Use incremental materialization
When dealing with larger data, try to break up your materialized views into a couple of queries that are incrementally updated individually. This means that you will process only the diff per update (an hour of data for example) instead of the whole history of data.
Choose complexity over dependencies
This is a bit counterintuitive. We often think about building tables on top of other tables so each query is simpler. Yes, dependencies can sometimes make things easier to debug. However, we’ve seen queries that depend on 20 nested parents (ones that aren’t being used by any other child queries).

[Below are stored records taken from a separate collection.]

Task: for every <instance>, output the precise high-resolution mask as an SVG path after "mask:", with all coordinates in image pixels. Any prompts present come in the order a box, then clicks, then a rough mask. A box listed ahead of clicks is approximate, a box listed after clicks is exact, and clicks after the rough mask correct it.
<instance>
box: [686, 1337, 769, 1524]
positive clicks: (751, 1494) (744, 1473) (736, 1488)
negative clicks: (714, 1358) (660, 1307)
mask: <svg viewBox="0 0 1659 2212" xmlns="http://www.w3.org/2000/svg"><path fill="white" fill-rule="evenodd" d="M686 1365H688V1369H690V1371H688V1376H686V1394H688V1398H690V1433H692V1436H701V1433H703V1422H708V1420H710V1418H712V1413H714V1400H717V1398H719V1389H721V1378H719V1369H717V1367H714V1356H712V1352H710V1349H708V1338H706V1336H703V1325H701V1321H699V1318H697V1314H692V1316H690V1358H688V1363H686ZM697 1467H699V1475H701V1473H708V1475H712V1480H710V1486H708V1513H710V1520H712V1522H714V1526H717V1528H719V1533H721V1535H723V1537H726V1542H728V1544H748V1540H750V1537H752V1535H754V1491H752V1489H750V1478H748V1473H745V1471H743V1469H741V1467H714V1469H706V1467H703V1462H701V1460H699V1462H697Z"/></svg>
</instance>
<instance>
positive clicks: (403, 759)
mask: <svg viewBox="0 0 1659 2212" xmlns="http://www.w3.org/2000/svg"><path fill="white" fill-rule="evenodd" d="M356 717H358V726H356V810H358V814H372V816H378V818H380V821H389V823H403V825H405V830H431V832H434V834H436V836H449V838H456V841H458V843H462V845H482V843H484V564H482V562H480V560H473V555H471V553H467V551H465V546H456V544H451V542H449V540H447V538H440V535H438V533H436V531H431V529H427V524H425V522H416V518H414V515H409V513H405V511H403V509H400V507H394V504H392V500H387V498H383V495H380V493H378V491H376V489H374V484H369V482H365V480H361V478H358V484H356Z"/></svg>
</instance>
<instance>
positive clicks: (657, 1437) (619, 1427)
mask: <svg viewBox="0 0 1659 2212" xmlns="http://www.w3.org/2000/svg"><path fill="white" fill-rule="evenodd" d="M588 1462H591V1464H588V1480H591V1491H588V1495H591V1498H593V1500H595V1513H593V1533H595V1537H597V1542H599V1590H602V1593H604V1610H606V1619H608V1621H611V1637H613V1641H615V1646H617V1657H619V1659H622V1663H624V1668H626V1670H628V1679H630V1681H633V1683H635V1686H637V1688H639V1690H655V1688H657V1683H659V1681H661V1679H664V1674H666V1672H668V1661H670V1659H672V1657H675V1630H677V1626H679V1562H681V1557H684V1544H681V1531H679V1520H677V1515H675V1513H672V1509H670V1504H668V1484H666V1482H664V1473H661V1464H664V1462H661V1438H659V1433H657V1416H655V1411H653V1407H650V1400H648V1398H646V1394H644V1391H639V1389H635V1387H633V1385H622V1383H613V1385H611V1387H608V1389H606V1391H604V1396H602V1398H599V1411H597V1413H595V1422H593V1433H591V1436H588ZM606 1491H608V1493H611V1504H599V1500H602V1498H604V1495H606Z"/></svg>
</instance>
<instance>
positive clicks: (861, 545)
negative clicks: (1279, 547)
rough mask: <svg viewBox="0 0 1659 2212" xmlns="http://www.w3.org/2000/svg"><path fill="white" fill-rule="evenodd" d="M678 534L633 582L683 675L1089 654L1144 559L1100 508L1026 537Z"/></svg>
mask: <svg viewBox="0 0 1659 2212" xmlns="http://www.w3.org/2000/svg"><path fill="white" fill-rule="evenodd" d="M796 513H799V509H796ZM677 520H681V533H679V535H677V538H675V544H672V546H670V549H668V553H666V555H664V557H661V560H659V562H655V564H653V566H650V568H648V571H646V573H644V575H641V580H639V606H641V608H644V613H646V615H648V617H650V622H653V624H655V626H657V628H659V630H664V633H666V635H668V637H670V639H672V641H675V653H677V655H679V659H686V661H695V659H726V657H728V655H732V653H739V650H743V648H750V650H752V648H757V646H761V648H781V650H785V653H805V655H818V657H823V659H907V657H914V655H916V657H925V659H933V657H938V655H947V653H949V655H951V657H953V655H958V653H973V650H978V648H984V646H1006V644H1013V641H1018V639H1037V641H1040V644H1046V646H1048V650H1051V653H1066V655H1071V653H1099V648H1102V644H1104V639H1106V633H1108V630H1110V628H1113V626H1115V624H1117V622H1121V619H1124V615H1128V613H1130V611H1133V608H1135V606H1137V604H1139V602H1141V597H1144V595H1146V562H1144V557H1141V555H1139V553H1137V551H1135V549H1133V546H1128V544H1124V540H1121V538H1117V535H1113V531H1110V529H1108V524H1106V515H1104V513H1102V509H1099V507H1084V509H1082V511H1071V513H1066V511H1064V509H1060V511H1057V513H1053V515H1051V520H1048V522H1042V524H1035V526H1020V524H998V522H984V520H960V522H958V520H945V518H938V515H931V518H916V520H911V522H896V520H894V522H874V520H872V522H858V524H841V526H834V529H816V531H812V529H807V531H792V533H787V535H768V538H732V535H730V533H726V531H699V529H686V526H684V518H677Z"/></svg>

This means you are paying 20x the cost for the one table. You can save a lot of money by letting the query get complex. BE VERY CAREFUL with this. This is helpful for larger datasets and remember you will need to maintain it.
Conclusion and the Activity Schema
The reality is, the amount of data will continue to increase exponentially over time, and the amount of data questions as your company grows will continue to increase exponentially over time. There’s no way to truly get around an increase in warehouse cost. However, using some of the techniques mentioned above will definitely mitigate the expense.
And, I’d be remiss if I didn’t at least mention how our clients are using the Activity Schema approach with Narrator. It’s an alternative approach to data modeling that we’ve seen drastically reduce warehouse cost across all of our clients, given that it’s a single incrementally updated table for all analytics vs many tables and nested dependencies that come with a star schema.